عنوان مقاله [English]
نویسندگان [English]چکیده [English]
In this paper, a two-stage newsvendor model with one type of product in presence of stochastic demand under quantity flexibility (QF) contract is investigated. Under the proposed model, the manufacturer allows the retailer to update its order size upward or downward. Under this mechanism, the manufacturer is committed to provide a certain level more than the retailer’s primary order to deliver when large demand is observed; in addition, the retailer has the authority to cancel a limited amount of its initial order in the beginning of selling season when the observed demand is small. Under these circumstances, overstocking/shortage risks are shared between two members. By sharing risks, it will be possible to optimize decisions globally. In this paper, a new approach for optimal adjustment of QF parameters (i.e. upward and downward adjustment parameters) is developed.

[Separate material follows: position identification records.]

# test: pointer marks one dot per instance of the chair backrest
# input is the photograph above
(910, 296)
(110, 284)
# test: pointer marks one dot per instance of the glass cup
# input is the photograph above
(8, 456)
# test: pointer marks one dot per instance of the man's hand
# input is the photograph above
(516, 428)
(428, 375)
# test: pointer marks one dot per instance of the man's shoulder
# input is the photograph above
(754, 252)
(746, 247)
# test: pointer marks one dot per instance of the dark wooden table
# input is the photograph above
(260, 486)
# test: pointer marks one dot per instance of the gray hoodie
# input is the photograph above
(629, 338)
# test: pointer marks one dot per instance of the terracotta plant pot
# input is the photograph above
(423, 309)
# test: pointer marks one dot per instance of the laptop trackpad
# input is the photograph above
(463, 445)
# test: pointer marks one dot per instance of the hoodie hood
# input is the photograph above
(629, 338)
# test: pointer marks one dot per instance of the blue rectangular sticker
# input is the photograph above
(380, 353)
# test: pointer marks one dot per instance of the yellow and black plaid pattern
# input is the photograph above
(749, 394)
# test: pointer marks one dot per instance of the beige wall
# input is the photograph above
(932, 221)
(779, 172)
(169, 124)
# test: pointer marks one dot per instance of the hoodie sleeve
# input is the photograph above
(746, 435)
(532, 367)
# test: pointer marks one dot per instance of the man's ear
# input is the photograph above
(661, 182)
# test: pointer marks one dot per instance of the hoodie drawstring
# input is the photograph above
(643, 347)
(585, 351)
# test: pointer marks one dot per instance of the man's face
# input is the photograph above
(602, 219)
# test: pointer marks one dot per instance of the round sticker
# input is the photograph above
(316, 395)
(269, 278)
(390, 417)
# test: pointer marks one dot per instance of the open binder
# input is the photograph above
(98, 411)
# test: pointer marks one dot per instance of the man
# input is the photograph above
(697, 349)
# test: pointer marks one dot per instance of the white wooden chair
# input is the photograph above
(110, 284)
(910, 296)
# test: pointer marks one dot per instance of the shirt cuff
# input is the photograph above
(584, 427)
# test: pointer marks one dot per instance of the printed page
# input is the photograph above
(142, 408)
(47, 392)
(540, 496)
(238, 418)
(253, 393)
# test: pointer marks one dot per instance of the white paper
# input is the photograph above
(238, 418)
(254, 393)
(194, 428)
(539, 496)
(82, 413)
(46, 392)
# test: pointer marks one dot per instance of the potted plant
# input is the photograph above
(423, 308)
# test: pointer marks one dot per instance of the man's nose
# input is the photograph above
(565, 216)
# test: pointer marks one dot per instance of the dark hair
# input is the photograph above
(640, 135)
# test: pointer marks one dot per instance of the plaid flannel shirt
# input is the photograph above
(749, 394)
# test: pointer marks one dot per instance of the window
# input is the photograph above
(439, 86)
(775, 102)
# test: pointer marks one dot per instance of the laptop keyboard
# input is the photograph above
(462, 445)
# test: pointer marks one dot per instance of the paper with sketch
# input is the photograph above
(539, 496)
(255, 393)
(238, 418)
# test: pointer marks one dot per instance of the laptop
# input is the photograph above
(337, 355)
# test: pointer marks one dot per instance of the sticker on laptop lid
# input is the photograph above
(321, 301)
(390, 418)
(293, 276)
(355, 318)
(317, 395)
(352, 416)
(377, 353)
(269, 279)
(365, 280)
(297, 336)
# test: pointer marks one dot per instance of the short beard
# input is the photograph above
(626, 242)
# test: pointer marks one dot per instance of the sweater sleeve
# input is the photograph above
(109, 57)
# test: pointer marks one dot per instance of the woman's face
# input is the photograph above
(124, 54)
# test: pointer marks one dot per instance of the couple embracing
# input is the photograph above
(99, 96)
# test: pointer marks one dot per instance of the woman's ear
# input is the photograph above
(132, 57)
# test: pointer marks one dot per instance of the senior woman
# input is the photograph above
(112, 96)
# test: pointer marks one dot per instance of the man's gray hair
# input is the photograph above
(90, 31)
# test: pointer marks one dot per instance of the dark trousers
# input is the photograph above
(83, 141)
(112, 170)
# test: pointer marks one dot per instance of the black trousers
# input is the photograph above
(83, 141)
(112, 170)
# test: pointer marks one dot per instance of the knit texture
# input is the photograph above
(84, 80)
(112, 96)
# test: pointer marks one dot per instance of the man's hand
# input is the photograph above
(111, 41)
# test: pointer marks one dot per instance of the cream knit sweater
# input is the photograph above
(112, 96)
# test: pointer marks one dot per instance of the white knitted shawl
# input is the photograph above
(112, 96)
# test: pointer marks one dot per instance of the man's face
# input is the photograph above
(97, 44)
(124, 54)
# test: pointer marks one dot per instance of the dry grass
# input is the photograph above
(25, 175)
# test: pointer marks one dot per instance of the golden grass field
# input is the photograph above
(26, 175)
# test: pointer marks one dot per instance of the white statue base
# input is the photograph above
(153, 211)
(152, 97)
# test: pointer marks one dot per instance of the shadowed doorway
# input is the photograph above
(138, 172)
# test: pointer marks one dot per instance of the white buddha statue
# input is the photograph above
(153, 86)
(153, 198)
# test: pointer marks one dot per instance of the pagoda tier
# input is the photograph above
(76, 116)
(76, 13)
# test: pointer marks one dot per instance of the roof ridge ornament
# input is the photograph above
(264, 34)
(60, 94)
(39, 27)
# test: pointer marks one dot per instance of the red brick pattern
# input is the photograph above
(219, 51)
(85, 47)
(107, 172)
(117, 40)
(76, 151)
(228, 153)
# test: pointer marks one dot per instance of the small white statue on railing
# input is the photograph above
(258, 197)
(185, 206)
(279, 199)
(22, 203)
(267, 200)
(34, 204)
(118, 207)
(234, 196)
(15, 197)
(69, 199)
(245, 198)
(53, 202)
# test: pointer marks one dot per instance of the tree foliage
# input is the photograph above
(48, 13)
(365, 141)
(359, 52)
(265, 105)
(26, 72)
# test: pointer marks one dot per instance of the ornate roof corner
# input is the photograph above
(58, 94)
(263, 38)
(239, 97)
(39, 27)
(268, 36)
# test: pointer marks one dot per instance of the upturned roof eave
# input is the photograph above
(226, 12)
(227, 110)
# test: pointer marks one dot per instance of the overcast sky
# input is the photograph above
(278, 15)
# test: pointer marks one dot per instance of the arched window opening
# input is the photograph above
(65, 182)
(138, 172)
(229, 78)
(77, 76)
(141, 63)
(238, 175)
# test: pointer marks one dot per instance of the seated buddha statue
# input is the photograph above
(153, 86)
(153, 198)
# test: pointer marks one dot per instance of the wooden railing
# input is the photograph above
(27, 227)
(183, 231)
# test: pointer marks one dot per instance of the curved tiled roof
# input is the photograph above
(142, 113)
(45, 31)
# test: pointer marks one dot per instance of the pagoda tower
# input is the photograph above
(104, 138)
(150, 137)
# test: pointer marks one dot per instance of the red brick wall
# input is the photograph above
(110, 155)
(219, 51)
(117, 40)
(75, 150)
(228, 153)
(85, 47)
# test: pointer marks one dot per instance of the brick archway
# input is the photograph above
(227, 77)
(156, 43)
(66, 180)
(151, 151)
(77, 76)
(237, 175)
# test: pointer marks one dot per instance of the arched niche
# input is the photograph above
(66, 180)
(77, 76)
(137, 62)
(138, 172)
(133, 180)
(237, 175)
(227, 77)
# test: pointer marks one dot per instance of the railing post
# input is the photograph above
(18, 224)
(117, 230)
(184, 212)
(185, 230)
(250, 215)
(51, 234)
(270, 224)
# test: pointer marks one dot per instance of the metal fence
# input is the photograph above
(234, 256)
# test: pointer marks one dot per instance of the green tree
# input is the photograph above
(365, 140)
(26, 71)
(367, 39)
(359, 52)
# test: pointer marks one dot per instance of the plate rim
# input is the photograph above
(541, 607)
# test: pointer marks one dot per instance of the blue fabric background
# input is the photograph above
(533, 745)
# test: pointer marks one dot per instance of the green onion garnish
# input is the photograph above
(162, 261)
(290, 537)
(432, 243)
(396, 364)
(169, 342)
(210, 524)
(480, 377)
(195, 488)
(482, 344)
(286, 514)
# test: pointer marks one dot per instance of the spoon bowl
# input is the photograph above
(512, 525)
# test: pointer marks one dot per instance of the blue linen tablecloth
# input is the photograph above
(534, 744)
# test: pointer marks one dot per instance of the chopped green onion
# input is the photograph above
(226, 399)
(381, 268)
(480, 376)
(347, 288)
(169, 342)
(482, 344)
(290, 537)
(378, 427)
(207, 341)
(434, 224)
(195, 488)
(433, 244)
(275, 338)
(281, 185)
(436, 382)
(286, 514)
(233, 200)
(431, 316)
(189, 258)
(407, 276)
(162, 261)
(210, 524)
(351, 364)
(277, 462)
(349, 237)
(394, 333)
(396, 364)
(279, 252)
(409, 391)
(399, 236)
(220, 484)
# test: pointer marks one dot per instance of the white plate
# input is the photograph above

Expected profit functions of both channel members under QF contract is mathematically modeled and optimal closed-form relationship between upward and downward adjustment parameters is determined. The obtained closed-form relation guarantees more profit for the whole supply chain and at the same time assures more profit for both channel members. Under the proposed model, both members benefit from the coordinated decision making while risk of demand uncertainty is shared. Our investigations revealed that increasing flexibility on cancelling initial order causes less flexibility of the manufacturer in providing more products. On the other hand, decrease of cancelling flexibility results in more flexibility for oversupply volume.